I asked my friends (guys and girls) and my college mentor. I sought restaurant recommendations. I got a LOT of input. I spent more time preparing for our first date than I did studying for any of my finals that semester.
As I had no car the date would have to be near campus and walking distance from my apartment. Not exactly an impressive first date. And I felt it needed to be. I didn’t realize the expectations for college dating weren’t exactly elevated.
There is something about being without a car that made me feel younger, dependent, and somehow immature. Not that she would have been blown away if I had shown up in my 1990 Crown Victoria. Rich Boehmcke: Teenaged police detective.
My committee and I settled on a lunch date at a nice restaurant on the main street near campus. I planned the opportunity for ice cream nearby afterward just in case the date was going well. Since it was finals week the town around campus was quiet. We sat outside in the still tolerable May heat. And for the entirety of the lunch I did exactly two things.
I asked her a million (more) questions.
And I sweated profusely.
I asked her about her family, her major, her car, The Phoenix Suns. I was so worried about awkward silences or pauses I plowed through our conversation like it was a murder investigation. It wasn’t so much a date as an interrogation.
I am fortunate that while I do sweat profusely, it is not from my face, just under my arms. So I sat there, as a small cascade of Old Spice infused salt water ran down my sides, doing my damndest not to lift my arms and showcase the lake-size sweat stains that would make The Dancer think I was going through some sort of amphetamine withdrawal.
She was extremely friendly, smiley, and much nicer than she needed to be. She answered every question, probably asked me some, and laughed at my jokes.
I was too young, nervous, and smitten to understand if you don’t have a great conversation with somebody it isn’t necessarily your fault. I felt I had to be entertaining. I didn’t know how to be myself. I didn’t know so many things.
But how could I? For my first real date I had asked a woman whose part time job was dancing for thousands of screaming basketball fans. It was like I had decided to get into juggling and started with rabid wolverines.
After an indeterminate amount of sweaty time, lunch ended and we walked over to the ice cream place. The date ended shortly thereafter. There wasn’t a kiss, but maybe a hug. Which I shudder to think how wet her shoulder would have been after an immersion in my peat bog of an armpit.

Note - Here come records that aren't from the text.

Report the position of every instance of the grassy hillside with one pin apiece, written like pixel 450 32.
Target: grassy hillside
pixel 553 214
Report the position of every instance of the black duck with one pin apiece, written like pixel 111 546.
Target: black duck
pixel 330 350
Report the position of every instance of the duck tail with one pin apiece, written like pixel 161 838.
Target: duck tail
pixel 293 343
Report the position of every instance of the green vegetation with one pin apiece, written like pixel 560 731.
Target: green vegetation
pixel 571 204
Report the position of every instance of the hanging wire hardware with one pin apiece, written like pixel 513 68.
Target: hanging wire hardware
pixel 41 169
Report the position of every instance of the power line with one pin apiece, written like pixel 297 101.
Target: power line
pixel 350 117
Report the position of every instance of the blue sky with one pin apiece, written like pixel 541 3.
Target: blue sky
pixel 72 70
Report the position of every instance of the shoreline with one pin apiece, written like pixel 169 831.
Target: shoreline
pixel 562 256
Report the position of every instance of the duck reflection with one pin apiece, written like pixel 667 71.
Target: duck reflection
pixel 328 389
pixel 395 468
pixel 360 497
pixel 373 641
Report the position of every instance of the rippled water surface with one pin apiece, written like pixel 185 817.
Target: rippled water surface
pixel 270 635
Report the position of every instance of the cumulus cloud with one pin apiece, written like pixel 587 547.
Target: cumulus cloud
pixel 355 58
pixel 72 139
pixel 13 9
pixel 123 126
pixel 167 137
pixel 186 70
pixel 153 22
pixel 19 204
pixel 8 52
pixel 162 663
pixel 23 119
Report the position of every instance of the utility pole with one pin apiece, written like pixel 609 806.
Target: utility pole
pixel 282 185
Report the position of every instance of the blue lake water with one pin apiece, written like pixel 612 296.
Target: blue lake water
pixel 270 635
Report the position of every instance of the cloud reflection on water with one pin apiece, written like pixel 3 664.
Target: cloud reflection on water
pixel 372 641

Several days passed, where I obsessed over the amount of time I should wait before calling her again. I settled on three days as it was the common practice of the time.
I remember dialing her number on the smooth buttons of the white corded telephone in my bedroom. No answer. I left a message.

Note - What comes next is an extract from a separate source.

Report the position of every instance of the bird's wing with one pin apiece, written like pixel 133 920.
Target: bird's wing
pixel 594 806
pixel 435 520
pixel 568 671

And didn’t hear from her again.
I was sad about it. I figured I must have blown it by talking to much. She was a Phoenix Suns Dancer for heaven’s sake! She probably had millionaires sitting in the front row of basketball games asking her out on the weekly. I was a sweaty, lanky, overly jokey kid, way out of my league.

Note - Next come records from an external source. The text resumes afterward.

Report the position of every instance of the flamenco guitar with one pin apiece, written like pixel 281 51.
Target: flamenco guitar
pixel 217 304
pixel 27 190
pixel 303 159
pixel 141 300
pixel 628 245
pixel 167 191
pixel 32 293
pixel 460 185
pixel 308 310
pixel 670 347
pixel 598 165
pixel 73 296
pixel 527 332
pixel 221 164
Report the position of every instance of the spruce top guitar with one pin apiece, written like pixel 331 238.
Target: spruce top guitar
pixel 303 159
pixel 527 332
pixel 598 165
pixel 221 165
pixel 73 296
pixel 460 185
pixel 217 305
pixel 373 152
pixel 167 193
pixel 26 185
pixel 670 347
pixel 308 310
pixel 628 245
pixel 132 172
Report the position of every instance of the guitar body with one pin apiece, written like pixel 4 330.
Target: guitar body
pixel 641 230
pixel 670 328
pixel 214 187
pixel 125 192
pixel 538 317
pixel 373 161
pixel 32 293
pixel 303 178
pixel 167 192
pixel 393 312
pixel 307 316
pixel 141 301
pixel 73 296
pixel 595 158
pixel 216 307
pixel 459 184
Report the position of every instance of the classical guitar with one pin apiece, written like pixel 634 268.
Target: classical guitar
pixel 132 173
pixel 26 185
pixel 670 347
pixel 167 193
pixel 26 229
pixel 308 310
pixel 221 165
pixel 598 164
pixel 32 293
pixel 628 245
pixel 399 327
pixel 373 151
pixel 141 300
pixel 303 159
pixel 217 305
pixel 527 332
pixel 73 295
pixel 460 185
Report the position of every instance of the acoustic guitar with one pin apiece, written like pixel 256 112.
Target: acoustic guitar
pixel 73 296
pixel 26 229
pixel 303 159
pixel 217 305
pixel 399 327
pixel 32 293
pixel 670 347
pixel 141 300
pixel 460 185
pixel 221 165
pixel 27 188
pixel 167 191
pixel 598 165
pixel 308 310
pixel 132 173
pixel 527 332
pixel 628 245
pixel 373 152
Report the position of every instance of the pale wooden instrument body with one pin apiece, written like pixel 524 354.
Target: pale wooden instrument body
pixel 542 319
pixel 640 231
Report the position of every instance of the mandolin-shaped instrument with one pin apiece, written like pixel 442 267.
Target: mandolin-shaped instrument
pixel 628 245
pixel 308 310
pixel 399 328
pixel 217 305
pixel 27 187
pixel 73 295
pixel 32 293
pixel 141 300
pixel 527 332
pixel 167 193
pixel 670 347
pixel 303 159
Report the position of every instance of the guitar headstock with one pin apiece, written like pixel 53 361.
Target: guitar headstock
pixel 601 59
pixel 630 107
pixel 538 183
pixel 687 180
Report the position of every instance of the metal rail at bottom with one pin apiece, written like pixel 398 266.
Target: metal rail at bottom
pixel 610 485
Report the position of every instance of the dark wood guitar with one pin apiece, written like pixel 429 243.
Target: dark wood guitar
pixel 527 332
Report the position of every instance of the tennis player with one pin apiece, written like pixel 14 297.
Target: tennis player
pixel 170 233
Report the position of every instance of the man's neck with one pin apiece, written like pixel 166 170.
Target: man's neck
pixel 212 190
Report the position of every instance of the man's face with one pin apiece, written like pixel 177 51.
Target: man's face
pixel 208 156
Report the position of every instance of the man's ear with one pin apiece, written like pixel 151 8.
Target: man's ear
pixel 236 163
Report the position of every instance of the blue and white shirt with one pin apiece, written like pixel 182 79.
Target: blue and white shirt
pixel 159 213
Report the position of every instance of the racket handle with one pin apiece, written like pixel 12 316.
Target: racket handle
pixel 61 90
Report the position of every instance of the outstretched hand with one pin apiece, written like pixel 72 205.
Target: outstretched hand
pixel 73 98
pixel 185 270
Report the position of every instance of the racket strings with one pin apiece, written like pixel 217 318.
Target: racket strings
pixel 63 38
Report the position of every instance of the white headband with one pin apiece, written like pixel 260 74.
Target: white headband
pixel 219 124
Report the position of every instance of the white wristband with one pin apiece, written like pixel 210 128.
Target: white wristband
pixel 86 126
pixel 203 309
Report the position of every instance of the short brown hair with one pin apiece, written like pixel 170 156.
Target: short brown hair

It was my first real dating failure so I was pretty sad afterwards. Mainly because I had built it up so much.
Several weeks later I got a voicemail. It was The Dancer. She apologized for not calling me back sooner. She told me she had been in a really bad car accident that had totaled her SUV and was just finally getting better.
While I felt horrible she had been in a car accident, I did feel better she called to tell me. At least I had some sort of closure. I felt grateful she wasn’t blowing me off.
Maybe the date hadn’t been as bad as I thought.
But at that point it was the end of the semester and I had packed up my things to head back to New York for the Summer. I would be gone for three months. I don’t remember if I called her back but I know we never spoke again.
It’s probably for the best. I most likely would have died of dehydration on the second date.